Hopeful trends that haven't quite gotten off the ground yet:

- Dragons. There's a smattering of dragon YA books — the Seraphina series by Rachel Hartman, the Newsoul series by Jodi Meadows, the Dragon King Chronicles by Ellen Oh — but I don't think this trend has yet, shall we say, taken flight.

- PoC characters. There are certainly at least a handful of recent and upcoming YA fantasy books featuring PoC characters — Vessel by Sarah Beth Durst, Ink by Amanda Sun, The Night Itself by ZoĆ« Marriott, Gilded by Christina L. Farley, The Fire Wish by Amber Lough — but I would love to see more! I'd especially like to see a larger number where the protagonist is a person of colour, and also greater diversity generally in ethnicities represented.

New trends:

- Deserts. No, not desserts as in yummy chocolatey goodness, but rather those arid places lacking water. At the moment it seems very chic to give your YA fantasy novel a desert setting. Sarah Beth Durst did it with Vessel, Cassandra Rose Clarke with The Assassin's Curse, Rae Carson with Girl of Fire and Thorns, Moira Young with her Dust Lands series (admittedly, these probably fall more into the dystopian genre) and Amy McCulloch with The Oathbreaker's Shadow. I suspect we might get a desert-like atmosphere in Amber Lough's upcoming The Fire Wish, too. Let's face it: deserts are *hot* right now in YA fantasy. (See what I did there?)

 Vanishing trends:

- The power of touch. This made a brief appearance with books like Maria Snyder's Healer series, Holly Black's Curse Worker series, Corrine Jackson's The Sense Thieves series, Tahereh Mafi's Shatter Me series, Leah Clifford's A Touch trilogy, and Kim Harrington's Clarity series. But it seems like it was a rather short-lived blip, because besides upcoming books from the aforementioned series, I don't think I've seen very many new books that would fall into this category. Have you?

You also might want to check out Stacked's Get Genrefied: High Fantasy post if you're looking for suggestions of YA books to read in this genre!

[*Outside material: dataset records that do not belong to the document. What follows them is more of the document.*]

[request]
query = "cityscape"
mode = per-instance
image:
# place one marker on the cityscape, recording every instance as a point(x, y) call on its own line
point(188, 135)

So, what do you think of these trends? Love 'em? Hate 'em? Think I'm way off base? Let me know your thoughts!


  1. I still love all the trends all the trends of last year as well as the desert setting. But that might just be because I love fantasy in general ;)

  2. I'm all for publishers jumping on the fantasy bandwagon. I'd like to see the dragon subgenre grow more and I' really like some YA epic/quest fantasy and court fantasy. Fairy tales and assassins/thieves always make me take a second look.